Der Fonds plant, am Rand des beliebten Gleisdreieck-Parks sieben bis zu 90 Meter hohe Bürotürme zu errichten. Seit Jahren engagieren sich Bauer und die Bürgerinitiative gegen dieses Vorhaben. Sie sammeln Informationen, erstellen Gutachten, informieren die Öffentlichkeit, organisieren Unterschriftensammlungen und tragen ihre Argumente im Abgeordnetenhaus sowie in der Bezirksverordnetenversammlung (BVV) Friedrichshain-Kreuzberg vor. Dort waren sie besonders erfolgreich: Nach über einem Jahrzehnt Zustimmung zur Planung rückte die BVV 2024 erstmals von dem Bauvorhaben ab.

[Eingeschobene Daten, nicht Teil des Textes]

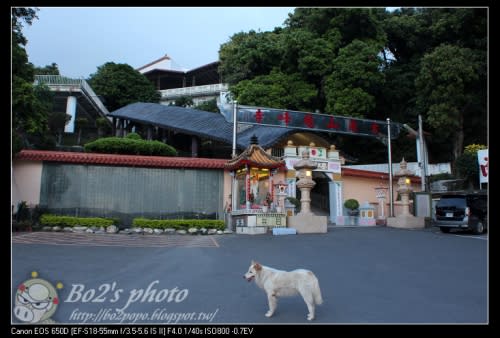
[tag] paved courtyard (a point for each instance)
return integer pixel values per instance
(367, 275)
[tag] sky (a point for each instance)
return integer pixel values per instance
(79, 40)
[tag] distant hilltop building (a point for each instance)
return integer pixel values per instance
(200, 84)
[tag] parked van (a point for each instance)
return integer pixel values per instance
(467, 211)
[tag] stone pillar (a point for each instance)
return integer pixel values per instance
(305, 183)
(305, 221)
(405, 219)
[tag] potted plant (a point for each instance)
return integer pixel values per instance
(267, 202)
(352, 205)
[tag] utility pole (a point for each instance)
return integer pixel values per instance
(423, 152)
(235, 110)
(389, 155)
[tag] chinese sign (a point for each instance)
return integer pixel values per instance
(317, 122)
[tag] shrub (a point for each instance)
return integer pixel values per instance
(70, 221)
(134, 136)
(178, 224)
(131, 146)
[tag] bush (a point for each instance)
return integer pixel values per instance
(70, 221)
(178, 224)
(130, 146)
(134, 136)
(351, 204)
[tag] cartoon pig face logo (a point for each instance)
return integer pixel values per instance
(36, 301)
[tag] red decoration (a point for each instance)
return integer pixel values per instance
(285, 117)
(309, 121)
(332, 124)
(353, 126)
(247, 190)
(259, 115)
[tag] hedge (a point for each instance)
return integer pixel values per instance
(70, 221)
(178, 224)
(130, 146)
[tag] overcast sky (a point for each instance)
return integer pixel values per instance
(81, 39)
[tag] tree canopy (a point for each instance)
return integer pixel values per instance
(120, 85)
(372, 63)
(31, 105)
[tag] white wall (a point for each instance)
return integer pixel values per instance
(26, 181)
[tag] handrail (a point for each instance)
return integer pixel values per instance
(58, 80)
(195, 90)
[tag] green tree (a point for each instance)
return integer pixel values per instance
(120, 85)
(352, 86)
(30, 105)
(445, 92)
(275, 90)
(248, 55)
(52, 69)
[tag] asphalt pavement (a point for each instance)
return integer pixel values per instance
(367, 275)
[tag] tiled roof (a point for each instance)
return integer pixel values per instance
(373, 174)
(255, 156)
(204, 124)
(121, 160)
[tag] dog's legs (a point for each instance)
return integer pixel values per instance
(273, 301)
(309, 299)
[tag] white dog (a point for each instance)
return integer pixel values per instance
(278, 283)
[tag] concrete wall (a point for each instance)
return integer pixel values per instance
(25, 182)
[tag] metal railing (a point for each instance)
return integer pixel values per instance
(61, 83)
(212, 89)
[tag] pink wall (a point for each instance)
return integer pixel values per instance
(363, 189)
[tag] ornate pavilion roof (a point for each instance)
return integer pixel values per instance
(255, 156)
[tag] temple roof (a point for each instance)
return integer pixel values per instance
(255, 156)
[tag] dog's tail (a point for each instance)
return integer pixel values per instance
(318, 300)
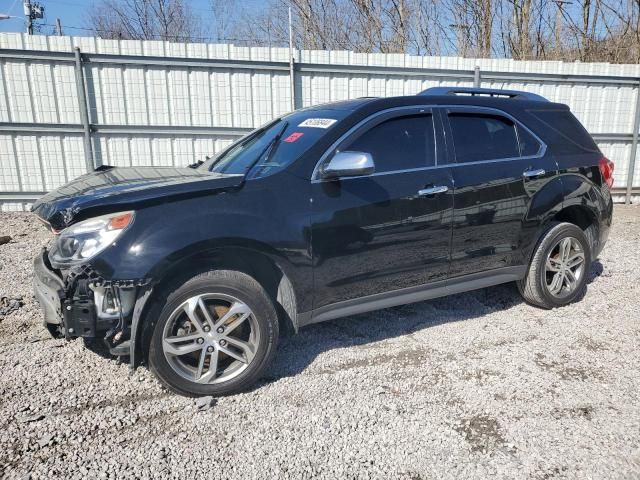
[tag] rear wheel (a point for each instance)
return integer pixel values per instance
(215, 334)
(559, 269)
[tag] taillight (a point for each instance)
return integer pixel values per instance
(606, 169)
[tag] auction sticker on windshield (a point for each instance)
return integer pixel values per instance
(318, 122)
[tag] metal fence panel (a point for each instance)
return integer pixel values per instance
(162, 103)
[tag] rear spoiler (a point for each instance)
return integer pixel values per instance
(483, 92)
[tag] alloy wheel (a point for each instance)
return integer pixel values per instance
(564, 267)
(210, 338)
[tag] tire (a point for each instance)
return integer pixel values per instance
(536, 287)
(217, 290)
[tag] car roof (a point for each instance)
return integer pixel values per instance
(382, 103)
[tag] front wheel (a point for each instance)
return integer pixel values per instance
(560, 267)
(215, 334)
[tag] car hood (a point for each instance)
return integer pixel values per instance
(110, 189)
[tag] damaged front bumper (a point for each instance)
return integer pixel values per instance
(80, 303)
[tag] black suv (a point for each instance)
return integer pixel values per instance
(326, 212)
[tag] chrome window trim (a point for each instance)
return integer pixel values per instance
(428, 109)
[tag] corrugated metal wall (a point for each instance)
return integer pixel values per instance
(161, 103)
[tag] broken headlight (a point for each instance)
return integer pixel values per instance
(82, 241)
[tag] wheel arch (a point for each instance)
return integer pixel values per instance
(259, 261)
(567, 198)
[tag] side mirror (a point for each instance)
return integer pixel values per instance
(349, 164)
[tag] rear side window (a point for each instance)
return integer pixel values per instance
(563, 132)
(479, 137)
(399, 143)
(529, 146)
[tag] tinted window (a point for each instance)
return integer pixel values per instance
(563, 132)
(399, 143)
(528, 143)
(483, 137)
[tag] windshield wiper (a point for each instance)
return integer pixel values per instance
(196, 164)
(271, 148)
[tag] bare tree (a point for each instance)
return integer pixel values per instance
(145, 20)
(586, 30)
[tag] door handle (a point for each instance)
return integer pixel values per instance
(433, 190)
(533, 173)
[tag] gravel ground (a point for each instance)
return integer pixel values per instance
(472, 386)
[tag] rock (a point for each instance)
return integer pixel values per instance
(31, 418)
(205, 403)
(45, 440)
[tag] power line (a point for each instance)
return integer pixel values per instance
(177, 38)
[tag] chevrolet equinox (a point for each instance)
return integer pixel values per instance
(325, 212)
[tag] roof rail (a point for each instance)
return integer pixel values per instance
(484, 92)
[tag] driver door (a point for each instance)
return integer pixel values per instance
(384, 231)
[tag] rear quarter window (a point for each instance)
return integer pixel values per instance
(563, 132)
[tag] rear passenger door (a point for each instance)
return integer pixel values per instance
(498, 167)
(383, 232)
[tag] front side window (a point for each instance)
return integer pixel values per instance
(398, 144)
(479, 136)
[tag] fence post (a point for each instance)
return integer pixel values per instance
(634, 148)
(84, 111)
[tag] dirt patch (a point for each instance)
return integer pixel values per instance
(482, 432)
(403, 358)
(585, 411)
(566, 371)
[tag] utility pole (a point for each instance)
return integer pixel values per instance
(462, 35)
(32, 11)
(560, 4)
(292, 73)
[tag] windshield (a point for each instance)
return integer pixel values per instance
(275, 145)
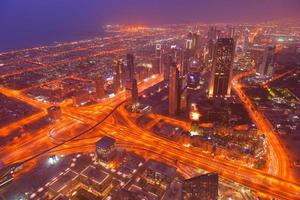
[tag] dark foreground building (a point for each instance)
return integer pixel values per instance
(204, 187)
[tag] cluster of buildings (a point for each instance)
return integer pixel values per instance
(93, 176)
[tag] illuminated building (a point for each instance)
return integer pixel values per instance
(204, 187)
(257, 56)
(130, 66)
(99, 84)
(134, 93)
(174, 90)
(220, 81)
(193, 80)
(188, 44)
(231, 32)
(168, 62)
(211, 38)
(160, 174)
(117, 67)
(105, 149)
(54, 112)
(158, 59)
(266, 66)
(195, 41)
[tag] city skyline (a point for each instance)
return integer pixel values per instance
(141, 100)
(33, 23)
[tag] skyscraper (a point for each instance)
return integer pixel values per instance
(134, 93)
(168, 62)
(174, 90)
(99, 85)
(266, 67)
(117, 67)
(204, 187)
(211, 38)
(158, 59)
(220, 81)
(195, 41)
(130, 66)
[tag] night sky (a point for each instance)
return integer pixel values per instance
(25, 23)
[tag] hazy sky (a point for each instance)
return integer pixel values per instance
(30, 22)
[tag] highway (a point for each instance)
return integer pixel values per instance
(112, 119)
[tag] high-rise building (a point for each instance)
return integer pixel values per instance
(174, 90)
(266, 67)
(158, 59)
(99, 85)
(195, 41)
(188, 44)
(117, 67)
(106, 149)
(167, 64)
(220, 81)
(211, 39)
(130, 66)
(134, 93)
(204, 187)
(212, 33)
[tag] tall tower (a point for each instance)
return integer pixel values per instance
(195, 41)
(266, 67)
(174, 90)
(130, 66)
(168, 63)
(211, 38)
(99, 85)
(220, 80)
(117, 67)
(134, 93)
(158, 59)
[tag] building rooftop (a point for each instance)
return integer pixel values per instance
(105, 142)
(63, 181)
(95, 174)
(162, 168)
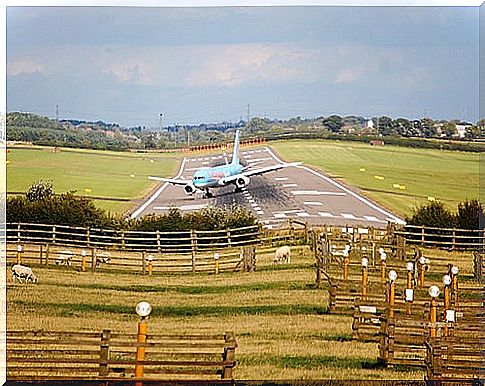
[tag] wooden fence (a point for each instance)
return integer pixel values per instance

Seit Juni 2024 geht der Fonds mit Unterlassungsforderungen gegen die Initiative vor. Zentrale Aussagen zu möglichen Auswirkungen auf das Stadtklima, Beeinträchtigungen der Aufenthaltsqualität im Park, Missachtung von Natur- und Denkmalschutz, Bodenspekulation sowie zu Fragen der Sicherheit im Katastrophenfall sollten der Initiative untersagt werden. In allen Fällen reagierte die Initiative mit einer umfangreichen Stellungnahme, gab aber keine Unterlassungserklärung ab. Nun folgte der Gang zum Gericht.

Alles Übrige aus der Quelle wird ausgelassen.